Crypto wallet Legder was hit by a third-party data breach stemming from an external payment processor, Global-e, exposing the personal information of some customers.
Ledger is a reputable hardware crypto wallet security platform, where users’ private keys are stored offline. In turn, Global-e provides merchant services, including checkout, order processing, localization, tax, duty, and compliance, to various retail and corporate customers.
Other Global-e customers include Bang & Olufsen, Adidas, Disney, Givenchy, Hugo Boss, Ralph Lauren, Michael Kors, Netflix, and M&S, suggesting that they might be affected.
Crypto wallet platform Ledger confirms third-party data breach
Global-e said it responded by launching an investigation and implementing additional security controls after detecting unusual activity on its platform. It also retained the services of independent external cybersecurity experts, who confirmed the third-party data breach.
However, the third-party data breach did not affect Ledger.com’s IT infrastructure, hardware, or software products. It also only affected customers who had transacted using Global-e as a Merchant of Record.
Nevertheless, the third-party data breach leaked customers’ names and contact information, which is invaluable for hackers interested in phishing.
Additionally, neither Ledger nor Global-e accessed customers’ digital wallet secrets, suggesting that the clients’ crypto assets were not at an immediate risk. Similarly, Ledger is a self-custodial crypto wallet, meaning that the users’ security and account information are not shared with the platform or other vendors during transactions.
“For the avoidance of doubt, as the Ledger product is self-custodial, Global-e does not have access to your 24 words, blockchain balance, or any secrets related to digital assets,” Ledger’s spokesperson stated.
Nevertheless, attackers could target crypto wallet owners via phishing to lure them into disclosing their secrets. Subsequently, impacted customers should be on the lookout for unsolicited crypto-themed phishing messages requesting crypto wallet security details.
So far, it remains unclear how many crypto wallet owners were affected or when the third-party data breach occurred.
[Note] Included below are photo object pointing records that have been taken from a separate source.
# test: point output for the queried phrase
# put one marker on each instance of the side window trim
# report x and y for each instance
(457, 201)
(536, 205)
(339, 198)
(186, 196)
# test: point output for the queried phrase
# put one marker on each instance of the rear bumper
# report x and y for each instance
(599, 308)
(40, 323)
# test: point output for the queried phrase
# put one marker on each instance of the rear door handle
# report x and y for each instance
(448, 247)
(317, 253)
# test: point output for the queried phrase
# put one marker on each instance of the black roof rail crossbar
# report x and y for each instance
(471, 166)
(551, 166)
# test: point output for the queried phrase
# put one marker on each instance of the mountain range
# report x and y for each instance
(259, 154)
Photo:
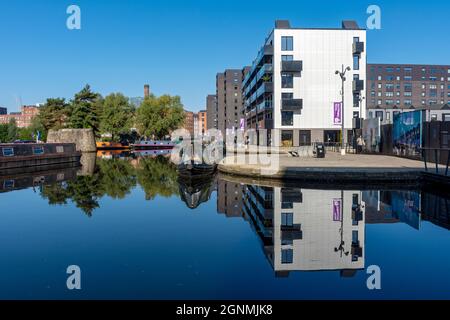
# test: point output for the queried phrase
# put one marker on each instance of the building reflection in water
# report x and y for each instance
(308, 230)
(320, 230)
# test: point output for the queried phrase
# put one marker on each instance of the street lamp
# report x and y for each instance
(343, 78)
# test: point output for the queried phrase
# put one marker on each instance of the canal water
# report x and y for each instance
(137, 231)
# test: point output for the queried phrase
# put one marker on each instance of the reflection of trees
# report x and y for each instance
(157, 176)
(117, 177)
(56, 194)
(85, 192)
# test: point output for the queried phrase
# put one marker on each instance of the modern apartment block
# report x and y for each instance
(229, 100)
(23, 118)
(291, 88)
(202, 122)
(395, 88)
(189, 122)
(212, 112)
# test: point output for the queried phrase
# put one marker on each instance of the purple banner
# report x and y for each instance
(337, 113)
(337, 212)
(242, 124)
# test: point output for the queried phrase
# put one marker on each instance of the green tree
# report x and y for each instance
(158, 116)
(117, 115)
(13, 131)
(86, 110)
(53, 114)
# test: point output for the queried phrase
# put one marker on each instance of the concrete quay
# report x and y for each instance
(334, 168)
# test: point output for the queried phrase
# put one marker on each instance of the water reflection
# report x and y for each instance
(299, 228)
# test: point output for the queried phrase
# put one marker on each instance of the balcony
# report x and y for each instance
(266, 87)
(358, 85)
(291, 233)
(291, 195)
(358, 47)
(292, 105)
(294, 66)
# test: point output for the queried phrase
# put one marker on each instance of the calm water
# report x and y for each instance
(138, 232)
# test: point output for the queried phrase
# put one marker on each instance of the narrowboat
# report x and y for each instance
(153, 144)
(112, 146)
(42, 155)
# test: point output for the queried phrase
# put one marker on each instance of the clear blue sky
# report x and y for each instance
(178, 46)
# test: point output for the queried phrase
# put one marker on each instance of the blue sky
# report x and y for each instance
(178, 46)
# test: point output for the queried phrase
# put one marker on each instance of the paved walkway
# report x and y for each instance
(333, 167)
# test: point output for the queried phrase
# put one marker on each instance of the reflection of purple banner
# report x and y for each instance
(337, 113)
(337, 210)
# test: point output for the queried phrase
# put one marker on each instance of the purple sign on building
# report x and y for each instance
(337, 113)
(337, 212)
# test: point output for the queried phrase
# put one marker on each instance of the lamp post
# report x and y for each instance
(343, 78)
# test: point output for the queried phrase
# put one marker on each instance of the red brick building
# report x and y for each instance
(23, 118)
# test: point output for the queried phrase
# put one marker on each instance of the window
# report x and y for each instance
(287, 43)
(287, 96)
(287, 138)
(287, 80)
(355, 62)
(379, 114)
(287, 219)
(287, 256)
(287, 118)
(8, 152)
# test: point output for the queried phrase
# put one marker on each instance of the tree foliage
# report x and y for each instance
(53, 114)
(117, 116)
(159, 116)
(86, 108)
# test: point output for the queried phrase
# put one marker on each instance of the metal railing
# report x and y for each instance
(437, 159)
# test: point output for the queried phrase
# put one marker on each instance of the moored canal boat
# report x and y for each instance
(15, 156)
(153, 144)
(111, 146)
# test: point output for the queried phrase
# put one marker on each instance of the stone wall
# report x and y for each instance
(83, 138)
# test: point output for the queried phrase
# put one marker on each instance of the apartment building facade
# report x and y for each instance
(211, 111)
(397, 88)
(229, 100)
(23, 118)
(292, 88)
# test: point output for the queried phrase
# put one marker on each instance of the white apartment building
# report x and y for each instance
(292, 86)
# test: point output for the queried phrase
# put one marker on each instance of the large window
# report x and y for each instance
(305, 138)
(355, 62)
(287, 220)
(287, 80)
(287, 256)
(287, 43)
(287, 118)
(287, 138)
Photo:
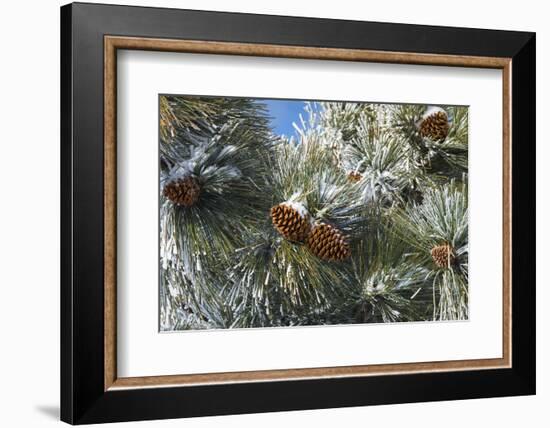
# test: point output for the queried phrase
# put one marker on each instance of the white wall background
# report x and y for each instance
(29, 213)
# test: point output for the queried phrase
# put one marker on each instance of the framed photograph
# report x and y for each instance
(266, 213)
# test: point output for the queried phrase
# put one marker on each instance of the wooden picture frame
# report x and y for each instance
(91, 390)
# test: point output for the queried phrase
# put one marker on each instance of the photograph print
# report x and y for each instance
(287, 213)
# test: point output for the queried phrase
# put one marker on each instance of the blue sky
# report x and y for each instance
(283, 113)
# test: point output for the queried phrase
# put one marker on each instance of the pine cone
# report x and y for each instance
(443, 255)
(354, 176)
(435, 126)
(183, 191)
(291, 221)
(328, 243)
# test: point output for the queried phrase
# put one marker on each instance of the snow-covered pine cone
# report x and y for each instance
(443, 255)
(328, 243)
(434, 125)
(291, 220)
(183, 191)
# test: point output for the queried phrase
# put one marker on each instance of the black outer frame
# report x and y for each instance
(83, 399)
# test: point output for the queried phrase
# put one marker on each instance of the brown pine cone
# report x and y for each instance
(291, 221)
(443, 255)
(435, 126)
(354, 176)
(183, 191)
The lack of transparency undermines user trust, on which Ledger is built.
Crypto wallet Ledger has a history of data breaches
The crypto wallet operator has experienced data breaches in the past. In 2020, Ledger was hit by a third-party data breach via its e-commerce partner Shopify, exposing the personal information of over 270,000 customers.
That information was posted on the infamous defunct hacking forum RaidForums. The third-party data breach triggered class action lawsuits, stemming from alleged attempted phishing and harassment allegations. In 2023, the crypto wallet platform also lost $500,000 after threat actors breached its systems.